Flynn enters ProRodeo Hall with his idol

July 17, 2010
photo - Bull rider Denny Flynn was inducted into the Pro Rodeo Hall of Fame on Saturday. Photo by BRYAN OLLER, THE GAZETTE
Bull rider Denny Flynn was inducted into the Pro Rodeo Hall of Fame on Saturday. Photo by BRYAN OLLER, THE GAZETTE 

Growing up, Denny Flynn idolized Paul Mayo to the point where he accidently hurt his brother, Mike.

No injuries were reported Saturday as Denny entered the ProRodeo Hall of Fame with Mayo as two of five inductees into the Class of 2010. Joining them were 1974 world saddle bronc champion John McBeth, bullfighter Rex Dunn and stock contractor Bennie Beutler.

“I never thought I would ever be here never winning a world title,” said Denny, who was inducted into the notables/lifetime achievement category.

Sporting a black cowboy hat, blue jeans and a red plaid buttoned-down shirt underneath his black jacket, Denny Flynn said when he was about 14 years old, he and his brother read Pro Rodeo Sports News magazine for the first time and became instantly hooked.

They started a subscription and fought to determine who would earn the privilege of retrieving the magazine from the mailbox — or dibs. One day, Denny saw the mailman stroll down the Arkansas dirt road and discreetly walked to the front door. When he thought he was in the clear, he said he hollered “mailman” and took off.

Denny, however, hit the screen door and as he ricocheted off the porch, Mike tackled him.
“Of course, I was mad,” Denny said. “Mike was headed towards the mailbox and I had my hand on a rock. I picked up that rock and I threw it and I hit Mike in the back of the head.”

Denny easily got the magazine and sat on his porch reading while Mike returned with blood on his hands. After their mother tended to Mike’s injury, she asked Denny for an explanation.

“She had her hands on her hips and said, ‘Do you mind telling me what just happened?’ I said, ‘Yeah. Paul Mayo just went ahead of Clyde Vamvoras in bareback riding,’” said Denny as the crowd bursted with laughter.

McBeth told a similar story in his induction speech, albeit without injuries.

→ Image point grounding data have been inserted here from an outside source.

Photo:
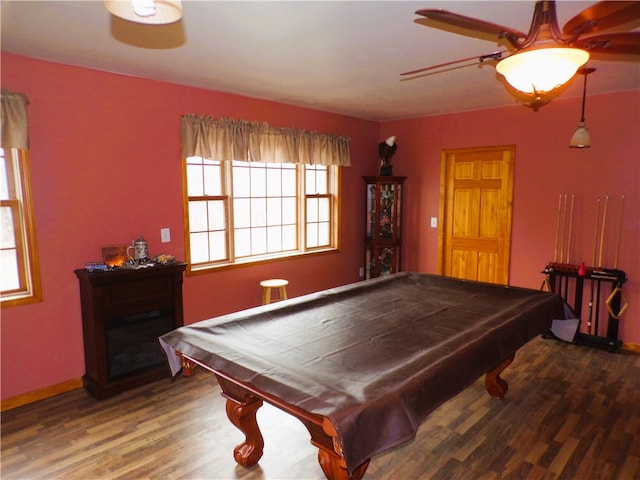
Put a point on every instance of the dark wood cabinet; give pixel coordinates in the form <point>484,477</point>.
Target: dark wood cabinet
<point>123,314</point>
<point>383,233</point>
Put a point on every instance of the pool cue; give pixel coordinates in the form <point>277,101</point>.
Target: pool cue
<point>573,197</point>
<point>595,249</point>
<point>555,250</point>
<point>615,261</point>
<point>604,222</point>
<point>564,223</point>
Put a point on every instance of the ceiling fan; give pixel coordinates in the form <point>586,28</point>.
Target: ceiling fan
<point>561,52</point>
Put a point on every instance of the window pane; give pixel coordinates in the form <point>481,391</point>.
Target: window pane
<point>212,180</point>
<point>264,218</point>
<point>242,213</point>
<point>289,211</point>
<point>312,210</point>
<point>4,180</point>
<point>274,183</point>
<point>194,180</point>
<point>18,256</point>
<point>7,232</point>
<point>324,229</point>
<point>198,216</point>
<point>258,241</point>
<point>10,278</point>
<point>216,215</point>
<point>258,181</point>
<point>241,180</point>
<point>199,247</point>
<point>274,239</point>
<point>312,235</point>
<point>217,246</point>
<point>289,238</point>
<point>258,212</point>
<point>321,181</point>
<point>289,186</point>
<point>323,209</point>
<point>274,211</point>
<point>242,242</point>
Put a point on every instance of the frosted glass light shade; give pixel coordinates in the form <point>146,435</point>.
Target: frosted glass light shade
<point>543,69</point>
<point>153,12</point>
<point>581,137</point>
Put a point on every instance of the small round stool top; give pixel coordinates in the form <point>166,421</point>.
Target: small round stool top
<point>274,283</point>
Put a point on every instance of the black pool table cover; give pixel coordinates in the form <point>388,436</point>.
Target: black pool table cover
<point>375,357</point>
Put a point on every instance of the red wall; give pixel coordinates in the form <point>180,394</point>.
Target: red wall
<point>106,168</point>
<point>105,162</point>
<point>545,168</point>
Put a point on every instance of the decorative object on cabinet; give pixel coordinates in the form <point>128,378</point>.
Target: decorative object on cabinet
<point>386,151</point>
<point>383,237</point>
<point>114,255</point>
<point>124,311</point>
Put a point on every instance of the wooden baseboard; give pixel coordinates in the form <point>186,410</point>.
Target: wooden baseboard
<point>40,394</point>
<point>76,383</point>
<point>633,347</point>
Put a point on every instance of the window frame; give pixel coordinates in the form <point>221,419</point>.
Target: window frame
<point>22,207</point>
<point>333,193</point>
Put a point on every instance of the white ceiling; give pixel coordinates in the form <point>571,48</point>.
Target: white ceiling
<point>335,56</point>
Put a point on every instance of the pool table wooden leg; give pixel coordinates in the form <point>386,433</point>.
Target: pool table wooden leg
<point>495,385</point>
<point>243,416</point>
<point>332,462</point>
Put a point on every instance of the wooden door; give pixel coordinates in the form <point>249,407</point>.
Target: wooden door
<point>476,192</point>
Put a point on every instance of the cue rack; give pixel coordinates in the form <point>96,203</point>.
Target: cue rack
<point>595,292</point>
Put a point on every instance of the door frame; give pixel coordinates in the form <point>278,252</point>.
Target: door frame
<point>444,166</point>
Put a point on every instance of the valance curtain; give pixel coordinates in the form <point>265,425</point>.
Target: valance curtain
<point>226,139</point>
<point>14,123</point>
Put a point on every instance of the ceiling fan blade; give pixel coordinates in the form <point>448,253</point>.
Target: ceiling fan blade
<point>626,43</point>
<point>601,16</point>
<point>469,23</point>
<point>480,58</point>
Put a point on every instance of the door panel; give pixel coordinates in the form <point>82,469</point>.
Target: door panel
<point>475,212</point>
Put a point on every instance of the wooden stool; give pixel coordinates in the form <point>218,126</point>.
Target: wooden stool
<point>267,285</point>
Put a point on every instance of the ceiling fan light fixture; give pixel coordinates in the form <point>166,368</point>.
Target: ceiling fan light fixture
<point>581,137</point>
<point>152,12</point>
<point>541,70</point>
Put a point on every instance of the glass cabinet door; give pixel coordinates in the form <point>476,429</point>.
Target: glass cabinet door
<point>383,233</point>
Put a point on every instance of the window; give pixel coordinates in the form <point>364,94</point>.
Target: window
<point>240,212</point>
<point>20,279</point>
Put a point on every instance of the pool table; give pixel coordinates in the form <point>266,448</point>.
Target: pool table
<point>362,365</point>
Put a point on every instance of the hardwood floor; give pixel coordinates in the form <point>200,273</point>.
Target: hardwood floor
<point>571,413</point>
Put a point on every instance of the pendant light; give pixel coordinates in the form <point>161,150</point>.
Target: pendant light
<point>581,137</point>
<point>151,12</point>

When McBeth was about 9, his father, Harold, gave him $1 for lunch and a list of events he wanted his son to compete in.

“I don’t think he read that show bill too well because the last event was an 18-and-under steer riding. Entry fee: $1,” McBeth said. “I didn’t get to eat lunch that day.”

As Dunn said, rodeo is about memories, which he’s had his fair share.

“I’ve forgotten more memories than most people will ever have in their lifetime,” Dunn said.

But for one morning, the memories came flooding back.